Iris van Herpen‘s ‘Infinity’ dress’ made it’s debut during her ‘Hypnosis’ collection. She collaborated with American artist Anthony Howe to create a “kinetic portal” that symbolised the brand’s relationship with nature. The ‘Infinity’ dress is engineered and hand-finished with layers of feathers that fly cyclical around their own centre infinitely. The dress took four months to make, was engineered in 3DS Max and rendered with Octane, then FabLight lasercut from stainless steel. Hundreds of wings were welded by hand to then be assembled to four curved axles that are cast into a fiberglass epoxy corset. Fine gears are attached to synchronise their rotation and finally the ‘skeletal’ clockwork mechanism of the dress is embroidered with fine layers of white feathers, to interact with the wind delicately.
Moschino’s Fall 20 ready-to-wear featured an array of space-taking silhouettes in a that referenced 1780s France pre-French revolution. Pannier dresses with their emblematic voluminous skirts were a marker for class in the 18th century. The distance real separation comes from the piece’s built-in crinoline. Of course in true Jeremy Scott style, pieces were done up in everything from brocade to velvet furniture fabric.

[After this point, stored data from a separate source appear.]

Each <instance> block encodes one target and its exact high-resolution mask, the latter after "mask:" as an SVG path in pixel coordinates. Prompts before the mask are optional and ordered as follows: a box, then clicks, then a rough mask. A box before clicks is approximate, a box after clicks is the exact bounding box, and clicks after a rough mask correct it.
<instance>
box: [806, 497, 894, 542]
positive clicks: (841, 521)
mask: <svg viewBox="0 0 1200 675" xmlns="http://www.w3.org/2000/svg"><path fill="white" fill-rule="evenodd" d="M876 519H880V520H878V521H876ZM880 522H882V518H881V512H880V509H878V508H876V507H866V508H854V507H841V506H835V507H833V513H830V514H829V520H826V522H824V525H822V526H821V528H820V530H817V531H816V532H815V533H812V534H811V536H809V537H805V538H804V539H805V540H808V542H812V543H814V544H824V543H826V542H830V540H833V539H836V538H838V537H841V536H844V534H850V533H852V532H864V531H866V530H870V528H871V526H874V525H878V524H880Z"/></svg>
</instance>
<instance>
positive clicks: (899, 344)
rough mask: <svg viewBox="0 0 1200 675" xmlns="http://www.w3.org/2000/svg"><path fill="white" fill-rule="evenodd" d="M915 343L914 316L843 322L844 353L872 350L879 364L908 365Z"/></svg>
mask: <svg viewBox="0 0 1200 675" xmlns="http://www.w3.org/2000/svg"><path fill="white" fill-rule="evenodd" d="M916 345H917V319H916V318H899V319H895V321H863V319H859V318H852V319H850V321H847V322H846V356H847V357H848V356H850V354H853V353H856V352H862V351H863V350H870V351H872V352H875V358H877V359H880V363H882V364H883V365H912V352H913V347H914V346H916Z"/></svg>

The ateliers at Alexander McQueen used the techniques of pleating and exploiting taffeta to create this this extravagantly voluminous “Widows of Culloden” dress. The fine manipulation of volume and fabric, notably the use of black wool silk with fuchsia satin sleeves, leaves us with beautifully cascading sleeves that will certainly make people take a step back.
Thom Browne took social distancing to a theatrical degree. Browne’s trompe l’oeil suit renderings provided a surrealist twist on menswear and traditional men’s boxer shorts, which were fashioned from classic seersucker cotton. The unabashed decadence of the show, combined with the 3-Dimensional outfits and the rigorous architecture from structured petticoats in soft pastel hues, gives another definition to staying 6 feet apart.
Grand shapes were also a featured during Marc Jacobs‘ fall 2019 runway. Shredded tulle party dresses were taken to extremes, when paired with expressive with layers of crinolines and of course, Stephen Jones–designed hats that only added inches to your stature.